Maria chiede come sia possibile che si realizzi quanto le è stato annunciato: questa sua richiesta la rende vicina a ciascun credente, soprattutto a quelli contemporanei. Oggi colui che è in relazione con il divino cerca costantemente di capire come sia stato o sia possibile che qualcosa sia accaduto o accada, cerca di contenere nelle categorie della sua limitata conoscenza l’azione di Dio e il suo volere, cerca di dire con le parole di cui dispone concetti che vanno ben oltre le sue capacità.
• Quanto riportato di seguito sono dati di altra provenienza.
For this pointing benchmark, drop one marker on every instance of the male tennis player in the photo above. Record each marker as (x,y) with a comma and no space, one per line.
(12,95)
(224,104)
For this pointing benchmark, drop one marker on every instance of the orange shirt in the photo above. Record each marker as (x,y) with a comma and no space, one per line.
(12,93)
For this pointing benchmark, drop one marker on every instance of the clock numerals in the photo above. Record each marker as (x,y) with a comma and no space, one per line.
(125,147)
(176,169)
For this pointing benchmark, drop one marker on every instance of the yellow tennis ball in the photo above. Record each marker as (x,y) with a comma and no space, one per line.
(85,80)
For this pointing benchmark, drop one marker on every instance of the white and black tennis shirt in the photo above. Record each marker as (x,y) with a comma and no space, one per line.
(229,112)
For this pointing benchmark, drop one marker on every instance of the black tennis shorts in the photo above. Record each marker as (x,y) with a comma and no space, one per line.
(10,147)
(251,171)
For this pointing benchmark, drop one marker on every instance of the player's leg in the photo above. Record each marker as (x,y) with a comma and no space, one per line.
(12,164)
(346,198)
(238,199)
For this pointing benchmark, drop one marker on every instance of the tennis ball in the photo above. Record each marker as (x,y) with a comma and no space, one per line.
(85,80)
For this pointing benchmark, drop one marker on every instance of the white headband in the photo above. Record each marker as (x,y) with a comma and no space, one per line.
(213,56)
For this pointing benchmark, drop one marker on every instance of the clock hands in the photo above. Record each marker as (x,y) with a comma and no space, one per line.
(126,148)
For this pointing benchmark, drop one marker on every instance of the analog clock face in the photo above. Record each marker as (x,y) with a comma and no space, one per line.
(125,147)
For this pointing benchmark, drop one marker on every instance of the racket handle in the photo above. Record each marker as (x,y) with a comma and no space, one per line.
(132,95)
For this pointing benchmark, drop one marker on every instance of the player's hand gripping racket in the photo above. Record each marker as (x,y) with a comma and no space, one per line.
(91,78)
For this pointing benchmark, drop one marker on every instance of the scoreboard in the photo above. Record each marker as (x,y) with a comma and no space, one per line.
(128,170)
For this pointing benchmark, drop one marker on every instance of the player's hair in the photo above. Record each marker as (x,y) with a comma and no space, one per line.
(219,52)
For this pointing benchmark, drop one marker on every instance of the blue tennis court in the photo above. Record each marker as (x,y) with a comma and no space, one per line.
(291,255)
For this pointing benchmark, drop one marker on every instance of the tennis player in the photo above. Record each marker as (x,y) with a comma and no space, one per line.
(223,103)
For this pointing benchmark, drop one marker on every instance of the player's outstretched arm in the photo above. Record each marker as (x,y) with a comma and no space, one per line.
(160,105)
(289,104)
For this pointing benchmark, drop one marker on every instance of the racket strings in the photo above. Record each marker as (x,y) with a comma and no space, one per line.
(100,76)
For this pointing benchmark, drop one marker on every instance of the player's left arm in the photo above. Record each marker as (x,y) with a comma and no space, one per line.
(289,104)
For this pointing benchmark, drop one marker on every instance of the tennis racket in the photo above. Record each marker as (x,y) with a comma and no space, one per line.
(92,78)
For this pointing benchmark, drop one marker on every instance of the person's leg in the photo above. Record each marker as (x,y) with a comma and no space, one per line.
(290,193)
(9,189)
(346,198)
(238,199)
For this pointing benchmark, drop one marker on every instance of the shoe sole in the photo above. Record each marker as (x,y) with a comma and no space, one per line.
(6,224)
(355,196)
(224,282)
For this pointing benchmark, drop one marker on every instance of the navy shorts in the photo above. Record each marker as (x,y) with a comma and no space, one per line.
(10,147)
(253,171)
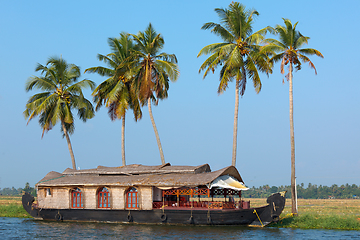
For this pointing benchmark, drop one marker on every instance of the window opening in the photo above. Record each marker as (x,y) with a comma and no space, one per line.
(104,198)
(132,198)
(76,198)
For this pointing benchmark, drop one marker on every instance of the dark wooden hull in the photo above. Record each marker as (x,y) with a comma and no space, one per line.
(254,216)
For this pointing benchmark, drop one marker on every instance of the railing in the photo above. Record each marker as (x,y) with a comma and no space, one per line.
(203,204)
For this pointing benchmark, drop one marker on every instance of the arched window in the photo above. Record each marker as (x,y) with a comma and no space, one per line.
(104,198)
(76,198)
(132,198)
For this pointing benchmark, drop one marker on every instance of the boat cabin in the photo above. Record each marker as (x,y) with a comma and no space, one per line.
(139,187)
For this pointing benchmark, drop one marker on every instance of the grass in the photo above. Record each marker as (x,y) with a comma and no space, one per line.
(313,213)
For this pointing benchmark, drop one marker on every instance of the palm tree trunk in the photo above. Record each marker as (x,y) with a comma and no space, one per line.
(69,145)
(123,140)
(236,116)
(156,133)
(292,141)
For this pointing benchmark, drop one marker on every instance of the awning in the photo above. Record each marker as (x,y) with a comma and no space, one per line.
(227,181)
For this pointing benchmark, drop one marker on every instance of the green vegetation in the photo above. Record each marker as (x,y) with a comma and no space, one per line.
(289,52)
(155,70)
(61,94)
(117,92)
(238,55)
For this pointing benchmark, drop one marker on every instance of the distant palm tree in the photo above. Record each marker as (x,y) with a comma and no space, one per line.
(239,54)
(62,93)
(288,51)
(117,92)
(154,72)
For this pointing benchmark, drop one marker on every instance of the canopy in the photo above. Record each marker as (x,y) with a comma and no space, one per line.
(227,181)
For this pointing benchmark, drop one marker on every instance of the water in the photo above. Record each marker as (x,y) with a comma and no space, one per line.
(17,228)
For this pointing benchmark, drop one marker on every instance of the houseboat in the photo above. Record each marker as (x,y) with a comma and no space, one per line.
(161,194)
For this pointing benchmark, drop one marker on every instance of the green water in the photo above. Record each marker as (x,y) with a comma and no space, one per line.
(17,228)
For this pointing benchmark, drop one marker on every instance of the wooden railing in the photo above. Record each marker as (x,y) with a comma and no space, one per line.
(195,204)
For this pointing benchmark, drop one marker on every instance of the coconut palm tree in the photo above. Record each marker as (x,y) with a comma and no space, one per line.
(239,55)
(155,69)
(61,94)
(116,92)
(288,50)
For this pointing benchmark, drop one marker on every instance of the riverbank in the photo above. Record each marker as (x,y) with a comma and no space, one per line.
(313,213)
(318,214)
(11,206)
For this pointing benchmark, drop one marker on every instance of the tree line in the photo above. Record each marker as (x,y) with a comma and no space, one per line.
(19,191)
(312,191)
(138,74)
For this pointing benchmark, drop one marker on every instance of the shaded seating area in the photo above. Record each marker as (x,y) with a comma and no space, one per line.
(184,198)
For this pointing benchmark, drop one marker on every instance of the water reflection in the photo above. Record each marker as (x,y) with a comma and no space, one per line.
(15,228)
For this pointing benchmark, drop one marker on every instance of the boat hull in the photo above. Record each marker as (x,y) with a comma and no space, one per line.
(260,216)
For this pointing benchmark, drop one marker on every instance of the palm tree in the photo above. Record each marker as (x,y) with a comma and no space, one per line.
(154,72)
(117,92)
(288,51)
(239,54)
(62,93)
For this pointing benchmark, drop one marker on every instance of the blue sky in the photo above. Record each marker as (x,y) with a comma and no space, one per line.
(195,123)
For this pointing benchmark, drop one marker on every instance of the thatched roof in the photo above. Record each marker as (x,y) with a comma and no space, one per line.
(138,175)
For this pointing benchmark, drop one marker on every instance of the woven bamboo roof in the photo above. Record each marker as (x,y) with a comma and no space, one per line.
(138,175)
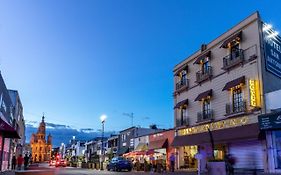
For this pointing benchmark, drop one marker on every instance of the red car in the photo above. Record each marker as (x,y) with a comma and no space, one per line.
(61,162)
(52,163)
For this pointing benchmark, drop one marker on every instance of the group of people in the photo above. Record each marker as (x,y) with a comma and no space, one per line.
(19,161)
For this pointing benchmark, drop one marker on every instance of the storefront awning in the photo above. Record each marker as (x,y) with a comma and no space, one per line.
(7,130)
(236,37)
(234,83)
(122,151)
(141,147)
(245,132)
(158,144)
(204,95)
(202,57)
(270,121)
(179,104)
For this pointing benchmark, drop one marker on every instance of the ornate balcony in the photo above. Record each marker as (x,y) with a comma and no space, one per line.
(182,85)
(183,122)
(233,59)
(205,116)
(204,74)
(230,109)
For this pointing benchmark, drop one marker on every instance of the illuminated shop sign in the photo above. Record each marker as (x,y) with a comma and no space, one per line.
(229,123)
(254,93)
(272,49)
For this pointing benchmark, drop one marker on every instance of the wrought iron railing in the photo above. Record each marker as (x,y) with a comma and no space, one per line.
(204,74)
(233,59)
(205,115)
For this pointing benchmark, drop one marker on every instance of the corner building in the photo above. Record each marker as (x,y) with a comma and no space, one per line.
(219,93)
(40,147)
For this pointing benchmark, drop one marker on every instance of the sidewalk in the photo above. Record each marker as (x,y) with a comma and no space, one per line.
(7,173)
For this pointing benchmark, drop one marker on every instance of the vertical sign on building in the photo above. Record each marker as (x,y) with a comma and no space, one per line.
(254,94)
(272,49)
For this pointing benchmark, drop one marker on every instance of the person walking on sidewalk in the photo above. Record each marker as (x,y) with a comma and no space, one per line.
(26,160)
(14,162)
(20,161)
(172,162)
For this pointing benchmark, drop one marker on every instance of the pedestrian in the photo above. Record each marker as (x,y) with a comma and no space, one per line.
(26,161)
(20,161)
(14,162)
(172,162)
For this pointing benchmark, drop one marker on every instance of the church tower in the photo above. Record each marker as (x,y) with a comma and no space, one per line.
(41,148)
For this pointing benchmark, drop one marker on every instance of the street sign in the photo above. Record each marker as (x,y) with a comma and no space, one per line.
(272,49)
(270,121)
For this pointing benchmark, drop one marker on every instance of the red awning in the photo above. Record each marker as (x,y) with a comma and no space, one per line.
(7,130)
(244,132)
(158,144)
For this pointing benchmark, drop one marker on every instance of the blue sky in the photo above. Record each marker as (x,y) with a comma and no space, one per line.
(76,60)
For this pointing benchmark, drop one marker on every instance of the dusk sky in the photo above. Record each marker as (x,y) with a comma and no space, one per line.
(76,60)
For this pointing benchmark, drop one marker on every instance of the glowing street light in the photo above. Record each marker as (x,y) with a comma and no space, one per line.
(103,118)
(267,27)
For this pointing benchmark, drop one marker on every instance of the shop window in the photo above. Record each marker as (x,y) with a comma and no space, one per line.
(183,116)
(188,158)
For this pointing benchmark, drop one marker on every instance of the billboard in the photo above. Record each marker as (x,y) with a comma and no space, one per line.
(272,50)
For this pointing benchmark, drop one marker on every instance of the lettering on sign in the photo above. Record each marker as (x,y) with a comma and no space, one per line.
(253,97)
(254,93)
(229,123)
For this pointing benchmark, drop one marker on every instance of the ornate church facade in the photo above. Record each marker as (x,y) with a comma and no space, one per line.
(41,148)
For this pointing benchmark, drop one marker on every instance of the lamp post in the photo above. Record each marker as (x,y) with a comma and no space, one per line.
(102,118)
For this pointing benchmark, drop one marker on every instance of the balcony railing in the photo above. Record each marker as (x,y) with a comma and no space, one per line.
(205,116)
(204,74)
(182,84)
(240,108)
(233,59)
(183,122)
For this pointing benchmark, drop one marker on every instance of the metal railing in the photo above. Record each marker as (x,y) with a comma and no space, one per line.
(205,115)
(203,74)
(183,122)
(233,59)
(183,83)
(232,109)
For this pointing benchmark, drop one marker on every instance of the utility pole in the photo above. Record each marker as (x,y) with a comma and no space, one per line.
(131,115)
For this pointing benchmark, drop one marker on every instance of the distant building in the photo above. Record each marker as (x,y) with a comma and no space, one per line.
(127,138)
(41,148)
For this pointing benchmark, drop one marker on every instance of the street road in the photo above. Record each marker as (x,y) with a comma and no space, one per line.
(80,171)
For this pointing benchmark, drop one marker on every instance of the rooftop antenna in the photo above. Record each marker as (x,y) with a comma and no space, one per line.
(131,115)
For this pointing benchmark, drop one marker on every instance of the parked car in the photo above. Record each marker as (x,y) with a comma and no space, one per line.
(61,162)
(119,164)
(52,163)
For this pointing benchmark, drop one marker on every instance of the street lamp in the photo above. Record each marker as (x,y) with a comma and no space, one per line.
(102,118)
L’angelo risponde a Maria ed ella accetta quanto le viene detto. Chissà se ha capito veramente tutto quanto, chissà se ha immaginato cosa l’aspettava, chissà se ha riflettuto a sufficienza. Chissà. Quello che è certo è che ha dato una risposta affermativa, che si è fidata e affidata senza porre condizioni, che una volta chiamata ha reagito con prontezza, disponibilità senza temere di risultare trasgressiva rispetto alle consuetudini del tempo.
Forse ciò che ha determinato il suo slancio è stata la frase conclusiva che le è stata rivolta: «Nulla è impossibile a Dio», espressione che al contempo riesce a ricollocare l’uomo alla sua condizione di creatura e ad affermare la grandezza smisurata e incontenibile del Signore. Egli, infatti, continua a scegliere ciò che appare disprezzato, lontano, inutile, inadeguato, ciò che all’occhio umano appare privo di possibilità.
Facciamo diventare, quindi, questo tempo che ci avvicina al Natale una occasione per riscoprire la presenza del Signore nella nostra vita, nelle relazioni abituali o improvvisate, nel contesto lavorativo anche se arido e inospitale, nelle famiglie talvolta segnate da incomprensioni che si portano avanti da troppo. Lasciamo spazio alla novità di Dio, che è Colui che può realizzare anche l’impossibile.